Get ready for Earth Day
April 22nd is the 40th anniversary of Earth Day. Originally it was about awareness and appreciation of the Earth – but we like to think it’s a good time to change a habit or two. After all, our health is tied intrinsically to the health of the Earth.
So here’s one idea to get you started * Don’t just turn off – unplug.
It’s called vampire electricity (or, more boringly, standby power), and it’s the electric power consumed by electronic appliances while they are switched off or in a standby mode. For example, your laptop has a power cord with an adaptor built into it (the boxy thing that makes the cord hard to wrap up, lol). Even if the laptop is off, if the cord is plugged in, the adaptor is drawing a small amount of electricity.
So what can you do? Don’t just turn off your small appliances – unplug them.
- Do you really need a clock on your coffee pot? No, so go ahead and unplug it. (What are you doing with caffeine anyway? Make a pot of tea or blend up a smoothie instead!)
- Plug your computers, televisions, stereos, and media systems into power strips, and turn them off at night (unless you’re recording the shopping channel, and then you need to get to the THM® on a Budget class right away!).
- Are your chargers always plugged in?
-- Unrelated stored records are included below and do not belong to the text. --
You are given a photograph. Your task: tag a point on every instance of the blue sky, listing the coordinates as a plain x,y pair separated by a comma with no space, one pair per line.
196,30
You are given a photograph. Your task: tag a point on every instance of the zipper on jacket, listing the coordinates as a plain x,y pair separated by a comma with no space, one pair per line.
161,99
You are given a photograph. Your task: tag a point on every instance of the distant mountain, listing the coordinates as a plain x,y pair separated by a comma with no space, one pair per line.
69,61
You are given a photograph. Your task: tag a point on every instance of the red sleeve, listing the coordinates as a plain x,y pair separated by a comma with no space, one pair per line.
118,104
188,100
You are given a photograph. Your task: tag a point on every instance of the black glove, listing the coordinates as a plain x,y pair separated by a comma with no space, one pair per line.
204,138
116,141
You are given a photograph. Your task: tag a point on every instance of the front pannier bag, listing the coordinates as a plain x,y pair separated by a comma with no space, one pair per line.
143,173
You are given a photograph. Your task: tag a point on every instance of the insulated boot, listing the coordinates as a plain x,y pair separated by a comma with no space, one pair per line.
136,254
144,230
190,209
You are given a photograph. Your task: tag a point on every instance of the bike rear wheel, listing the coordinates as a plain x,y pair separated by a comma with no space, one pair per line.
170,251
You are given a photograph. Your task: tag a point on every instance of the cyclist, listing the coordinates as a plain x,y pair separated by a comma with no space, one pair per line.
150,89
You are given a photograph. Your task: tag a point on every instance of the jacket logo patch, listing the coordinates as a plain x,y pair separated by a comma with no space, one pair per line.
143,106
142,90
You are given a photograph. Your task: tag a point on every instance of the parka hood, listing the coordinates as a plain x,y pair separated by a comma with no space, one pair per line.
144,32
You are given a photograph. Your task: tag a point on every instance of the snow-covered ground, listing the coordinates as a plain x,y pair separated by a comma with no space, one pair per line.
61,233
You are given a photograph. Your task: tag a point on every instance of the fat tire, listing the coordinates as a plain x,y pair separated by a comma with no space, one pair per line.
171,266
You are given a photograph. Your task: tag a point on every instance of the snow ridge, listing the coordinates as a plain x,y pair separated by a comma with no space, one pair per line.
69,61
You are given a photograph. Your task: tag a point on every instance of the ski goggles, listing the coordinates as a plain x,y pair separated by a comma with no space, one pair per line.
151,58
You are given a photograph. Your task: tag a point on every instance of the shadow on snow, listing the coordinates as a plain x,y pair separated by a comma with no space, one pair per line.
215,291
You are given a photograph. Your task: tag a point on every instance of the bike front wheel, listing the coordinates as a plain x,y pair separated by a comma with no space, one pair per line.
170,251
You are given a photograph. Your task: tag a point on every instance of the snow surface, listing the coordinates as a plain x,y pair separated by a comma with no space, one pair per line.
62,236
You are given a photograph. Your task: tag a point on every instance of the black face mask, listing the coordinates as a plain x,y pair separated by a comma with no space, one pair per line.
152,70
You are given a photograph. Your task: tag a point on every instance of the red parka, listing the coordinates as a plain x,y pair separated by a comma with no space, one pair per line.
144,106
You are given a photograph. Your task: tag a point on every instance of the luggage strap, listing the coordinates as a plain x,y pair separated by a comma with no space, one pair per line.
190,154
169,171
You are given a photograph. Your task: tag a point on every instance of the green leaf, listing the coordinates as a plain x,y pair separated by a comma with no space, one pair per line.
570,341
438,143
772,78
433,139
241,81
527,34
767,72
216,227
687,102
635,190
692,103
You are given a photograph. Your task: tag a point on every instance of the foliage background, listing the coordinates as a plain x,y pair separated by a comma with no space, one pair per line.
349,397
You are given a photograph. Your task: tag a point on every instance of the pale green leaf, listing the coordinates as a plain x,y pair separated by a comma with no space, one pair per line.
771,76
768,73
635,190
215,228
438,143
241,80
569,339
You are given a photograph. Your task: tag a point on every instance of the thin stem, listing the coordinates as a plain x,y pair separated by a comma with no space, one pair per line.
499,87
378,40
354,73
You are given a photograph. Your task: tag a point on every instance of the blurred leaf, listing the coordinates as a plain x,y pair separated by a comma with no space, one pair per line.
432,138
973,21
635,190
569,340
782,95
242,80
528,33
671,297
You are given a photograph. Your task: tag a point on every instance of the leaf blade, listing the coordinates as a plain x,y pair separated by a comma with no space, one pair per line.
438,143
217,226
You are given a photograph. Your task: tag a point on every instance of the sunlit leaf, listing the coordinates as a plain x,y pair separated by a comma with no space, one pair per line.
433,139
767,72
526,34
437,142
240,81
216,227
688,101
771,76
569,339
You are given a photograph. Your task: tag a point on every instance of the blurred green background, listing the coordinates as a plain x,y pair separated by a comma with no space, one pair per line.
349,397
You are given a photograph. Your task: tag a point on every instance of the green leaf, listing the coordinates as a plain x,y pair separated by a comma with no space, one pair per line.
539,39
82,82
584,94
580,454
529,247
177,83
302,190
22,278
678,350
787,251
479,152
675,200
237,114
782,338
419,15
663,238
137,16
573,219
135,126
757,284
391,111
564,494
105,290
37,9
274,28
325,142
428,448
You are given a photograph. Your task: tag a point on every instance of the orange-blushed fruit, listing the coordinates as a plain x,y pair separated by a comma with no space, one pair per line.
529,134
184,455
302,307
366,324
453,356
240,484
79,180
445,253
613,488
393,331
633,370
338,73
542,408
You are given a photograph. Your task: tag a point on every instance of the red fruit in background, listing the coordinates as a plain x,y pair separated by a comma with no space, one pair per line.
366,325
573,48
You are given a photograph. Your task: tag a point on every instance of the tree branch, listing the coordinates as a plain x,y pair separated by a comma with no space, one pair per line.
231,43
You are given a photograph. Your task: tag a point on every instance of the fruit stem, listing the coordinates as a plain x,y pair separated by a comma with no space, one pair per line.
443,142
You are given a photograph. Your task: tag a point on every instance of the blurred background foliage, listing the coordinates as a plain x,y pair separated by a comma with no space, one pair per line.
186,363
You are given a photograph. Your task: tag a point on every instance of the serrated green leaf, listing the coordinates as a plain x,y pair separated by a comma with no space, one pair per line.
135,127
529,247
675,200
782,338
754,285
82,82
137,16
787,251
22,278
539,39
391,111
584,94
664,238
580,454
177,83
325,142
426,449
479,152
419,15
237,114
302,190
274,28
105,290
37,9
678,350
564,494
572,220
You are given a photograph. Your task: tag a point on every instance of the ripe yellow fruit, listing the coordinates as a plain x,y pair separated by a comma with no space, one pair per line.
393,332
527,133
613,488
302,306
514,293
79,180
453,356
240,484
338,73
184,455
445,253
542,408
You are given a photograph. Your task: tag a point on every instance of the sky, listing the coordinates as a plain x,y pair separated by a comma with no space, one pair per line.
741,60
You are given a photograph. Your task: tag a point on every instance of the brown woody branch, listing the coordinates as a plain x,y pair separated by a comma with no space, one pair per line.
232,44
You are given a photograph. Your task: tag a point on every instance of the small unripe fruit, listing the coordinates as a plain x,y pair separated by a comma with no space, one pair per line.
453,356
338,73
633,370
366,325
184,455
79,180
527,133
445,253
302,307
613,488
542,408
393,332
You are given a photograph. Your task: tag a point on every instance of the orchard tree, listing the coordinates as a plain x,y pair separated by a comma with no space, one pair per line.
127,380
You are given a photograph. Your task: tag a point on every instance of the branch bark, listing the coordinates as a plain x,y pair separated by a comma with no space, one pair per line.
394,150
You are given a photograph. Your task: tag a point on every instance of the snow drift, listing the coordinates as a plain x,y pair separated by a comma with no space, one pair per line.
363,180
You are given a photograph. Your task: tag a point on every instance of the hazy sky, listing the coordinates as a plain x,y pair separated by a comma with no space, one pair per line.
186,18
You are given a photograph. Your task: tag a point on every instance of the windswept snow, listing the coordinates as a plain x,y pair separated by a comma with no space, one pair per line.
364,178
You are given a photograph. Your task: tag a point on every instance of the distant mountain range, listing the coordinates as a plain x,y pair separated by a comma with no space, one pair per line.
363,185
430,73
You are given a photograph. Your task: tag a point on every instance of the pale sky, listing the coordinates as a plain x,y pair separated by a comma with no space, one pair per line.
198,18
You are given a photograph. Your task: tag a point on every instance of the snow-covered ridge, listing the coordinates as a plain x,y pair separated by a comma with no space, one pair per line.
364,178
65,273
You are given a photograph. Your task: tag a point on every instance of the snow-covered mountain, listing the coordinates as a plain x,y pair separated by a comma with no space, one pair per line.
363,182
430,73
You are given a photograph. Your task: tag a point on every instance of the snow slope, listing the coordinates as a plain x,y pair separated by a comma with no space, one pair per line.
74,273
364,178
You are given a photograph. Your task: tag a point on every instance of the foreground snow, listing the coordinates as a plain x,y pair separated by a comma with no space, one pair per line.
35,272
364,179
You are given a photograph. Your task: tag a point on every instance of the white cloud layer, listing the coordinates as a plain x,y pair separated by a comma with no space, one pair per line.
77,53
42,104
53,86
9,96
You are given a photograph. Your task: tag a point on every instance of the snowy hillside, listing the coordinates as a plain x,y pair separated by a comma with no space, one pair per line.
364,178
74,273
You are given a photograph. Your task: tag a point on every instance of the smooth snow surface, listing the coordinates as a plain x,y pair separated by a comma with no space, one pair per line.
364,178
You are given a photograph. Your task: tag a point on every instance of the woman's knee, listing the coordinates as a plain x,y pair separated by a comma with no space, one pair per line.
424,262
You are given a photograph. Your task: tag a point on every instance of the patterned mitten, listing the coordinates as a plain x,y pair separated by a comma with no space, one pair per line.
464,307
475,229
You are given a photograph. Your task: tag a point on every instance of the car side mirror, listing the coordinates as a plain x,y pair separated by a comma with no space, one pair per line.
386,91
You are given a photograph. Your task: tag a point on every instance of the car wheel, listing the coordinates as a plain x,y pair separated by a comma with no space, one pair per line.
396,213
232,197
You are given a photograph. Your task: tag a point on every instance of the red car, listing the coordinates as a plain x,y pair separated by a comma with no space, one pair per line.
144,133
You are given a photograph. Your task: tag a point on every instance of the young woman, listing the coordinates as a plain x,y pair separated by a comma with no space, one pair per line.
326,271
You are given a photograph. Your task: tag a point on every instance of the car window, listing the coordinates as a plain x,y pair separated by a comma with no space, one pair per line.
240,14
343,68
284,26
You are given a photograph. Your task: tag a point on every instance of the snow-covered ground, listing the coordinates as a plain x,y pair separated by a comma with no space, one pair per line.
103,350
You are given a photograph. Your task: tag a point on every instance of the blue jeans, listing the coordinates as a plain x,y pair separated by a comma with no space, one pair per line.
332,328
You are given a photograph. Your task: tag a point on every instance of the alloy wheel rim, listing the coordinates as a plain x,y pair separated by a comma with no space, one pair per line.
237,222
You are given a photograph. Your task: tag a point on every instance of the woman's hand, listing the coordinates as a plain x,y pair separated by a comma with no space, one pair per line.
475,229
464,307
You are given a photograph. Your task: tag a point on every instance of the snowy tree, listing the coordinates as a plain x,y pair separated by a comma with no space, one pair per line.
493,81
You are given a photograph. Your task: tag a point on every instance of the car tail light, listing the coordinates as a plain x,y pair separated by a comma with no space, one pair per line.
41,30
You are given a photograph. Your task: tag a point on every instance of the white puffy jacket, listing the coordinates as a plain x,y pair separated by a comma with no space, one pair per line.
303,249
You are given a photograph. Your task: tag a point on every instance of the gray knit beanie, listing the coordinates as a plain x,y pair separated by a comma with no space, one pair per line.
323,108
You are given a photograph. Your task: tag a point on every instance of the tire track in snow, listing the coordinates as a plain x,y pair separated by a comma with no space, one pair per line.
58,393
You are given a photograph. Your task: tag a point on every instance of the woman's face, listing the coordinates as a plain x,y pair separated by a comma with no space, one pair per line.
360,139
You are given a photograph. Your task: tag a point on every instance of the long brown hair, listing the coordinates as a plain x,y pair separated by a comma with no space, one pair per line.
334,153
We’ve become an e-society, and that means a lot of chargers – for your phone, PDA, reader, camera, music player … we could go on. Set up a charging station, maybe with a power strip, and use it each night to charge your toys. Then unplug everything in the morning.
All this vampire electricity adds up. The amount of standby power wasted varies among electronic equipment, but overall, the cost to consumers and businesses for all the electricity lost to vampire power in the US is estimated to be $4 billion annually. Sure, some of that is necessary. But if we all get a little smarter about what we really need and what we’re just lazy about, we could make a measurable impact on the amount of electricity used. And since electricity taxes our non-renewable natural resources, that’s a good thing.
So don’t just turn it off – unplug it.